Bons baisers de la Finlande: Destination l’étoile du Nord
Un lundi à 8h du matin au centre de Helsinki, on serait d’abord surpris par la grande taille et la position basse du soleil naissant dues à la latitude. Ensuite, on serait surpris par le calme qui y règne. Pas d’embouteillages dans les rues ni de bousculades dans les transports publics. Et pourtant, la dynamique capitale est bel et bien réveillée. Car outre l’excellence des réseaux de transport, il paraît que le télétravail s’y généralise, ce qui soulage les bureaux et la circulation mais ne trouble en rien l’activité économique. Bienvenue en Finlande où la performance se fait dans la discrétion.
Et à 5heures de route au Nord-Ouest de Helsinki, cette première impression du pays suomi se vérifie à Vaasa. Le visiteur qui descend le Vaasanpuistikko, son artère centrale enneigée, jusqu’au golfe de Botnie complémentent gelé, ne se doute pas d’emblée que cette ville d’une centaine de milliers d’habitants est la capitale nordique de l’énergie.
Autrefois petit village suédophone vivant du commerce de la poix, Vaasa est devenue en un siècle un cluster régional réunissant 140 entreprises, 13 000 étudiants et 1 400 postes en R&D, le tout collaborant efficacemen pour générer un chiffre d’affaires total de 4,4 milliards de dollars. Soit l’équivalent du PIB de l’agriculture tunisienne. L’histoire de cette réussite aurait commencé au début du 20e siècle avec Johannes Wickström qui, rentré des Etats-Unis avec une expertise en ingénierie mécanique, a fabriqué à Vaasa avec son frère Jakob des moteurs, notamment pour les bateaux. Des moteurs robustes et performants qui ont fait la renommée de la ville et dont certains tourneraient encore aujourd’hui !

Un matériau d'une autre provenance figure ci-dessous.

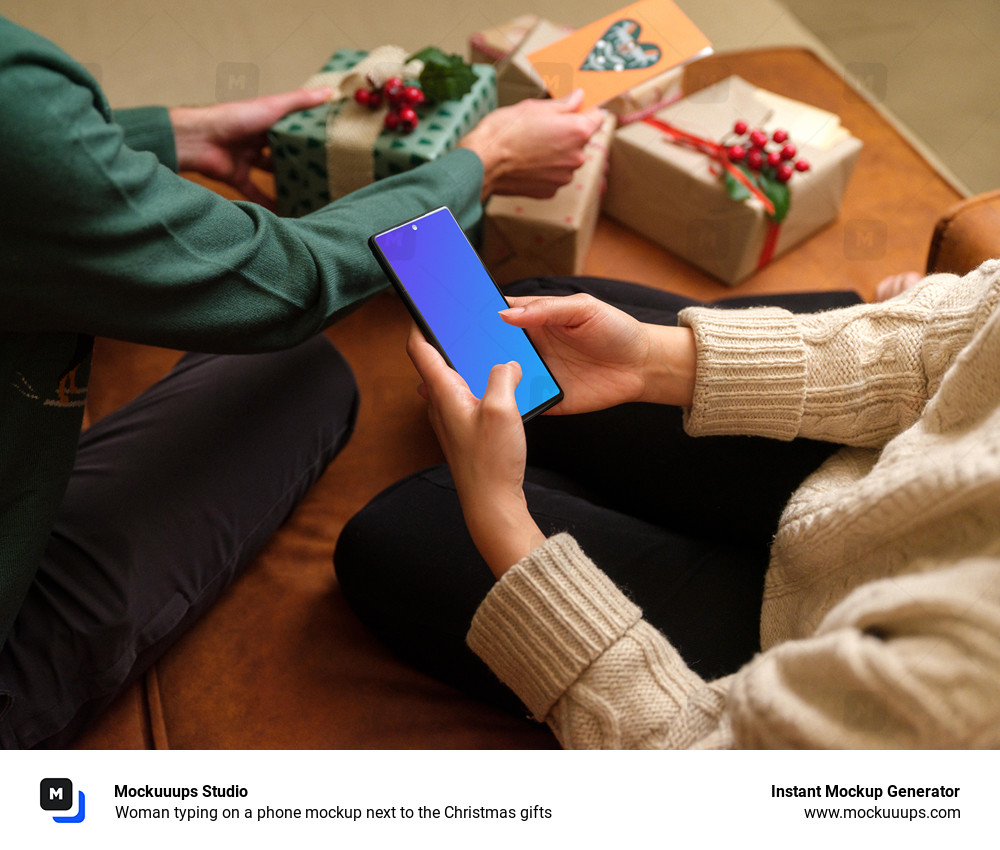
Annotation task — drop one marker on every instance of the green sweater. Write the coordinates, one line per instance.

La suite de la petite histoire a été forgée par la grande. La Seconde Guerre mondiale a poussé les industries finlandaises à déménager vers l’extrême ouest pour fuir l’ennemi russe et l’après-guerre a obligé les Finlandais à payer un lourd tribut à leur puissant voisin. Mais de contrainte, le peuple finlandais en a fait un leitmotiv pour perfectionner sa productivité et réussir en peu d’années à s’affranchir de sa dette. Vaasa en a donc profité et le secteur de l’énergie a connu un développement majeur et rapide où grandes entreprises et PME rivalisaient d’efficacité et d’innovation. La ville s’est alors fait une place de référence dans ce secteur, non seulement parmi les pays nordiques mais aussi mondialement car on y est fier d’avoir exporté des produits de systèmes électriques dans tous les pays de la planète. En somme, la première énergie inépuisable de cette étoile du Nord, à l’instar de toute la Finlande, n’est autre que ses habitants !
Des habitants qui s’enrichissent continuellement de populations venues des quatre coins du monde. En discutant avec un jeune homme d’origine pakistanaise ayant fait ses études à l’université de Vaasa et décidé de s’y installer une fois naturalisé, on comprend que la détermination finlandaise s’acquiert aussi bien qu’elle se transmet.
C’est l’esprit ainsi chargé d’enseignements qu’un Tunisien quitte la Finlande. Des enseignements qui poussent inévitablement à la comparaison. Car cette nation, avant d’être aussi prospère, avait traversé trois siècles d’épreuves d’une ampleur dont la nôtre a été comparativement épargnée. Famines dévastatrices, peste noire, exode massif, guerres destructrices et ennemi dévastateur. C’est un calvaire de Sisyphe qui n’a pourtant pas découragé le peuple de remonter la pente après chaque dégringolade en perfectionnant et en faisant mieux à chaque fois pour finir par conjurer le sort et atteindre le sommet des classements positifs dans bien des domaines. Exactement tel que l’avaient prédit voilà des siècles les poètes suomis dans l’épopée de Kalevala ou dans l’hymne Maamme :
Notre amour fera ressurgirton espoir, ton triomphe dans leur splendeur.
Et un jour ton hymne, ô patrie, au plus haut retentira.
Notre poésie nationale ne dit-elle pas à son tour:
Celui qui n’aime pas gravir les montagnes
Vivra éternellement dans les fossés
Alors qu’attendons-nous pour suivre la bonne étoile de nos amis finlandais?.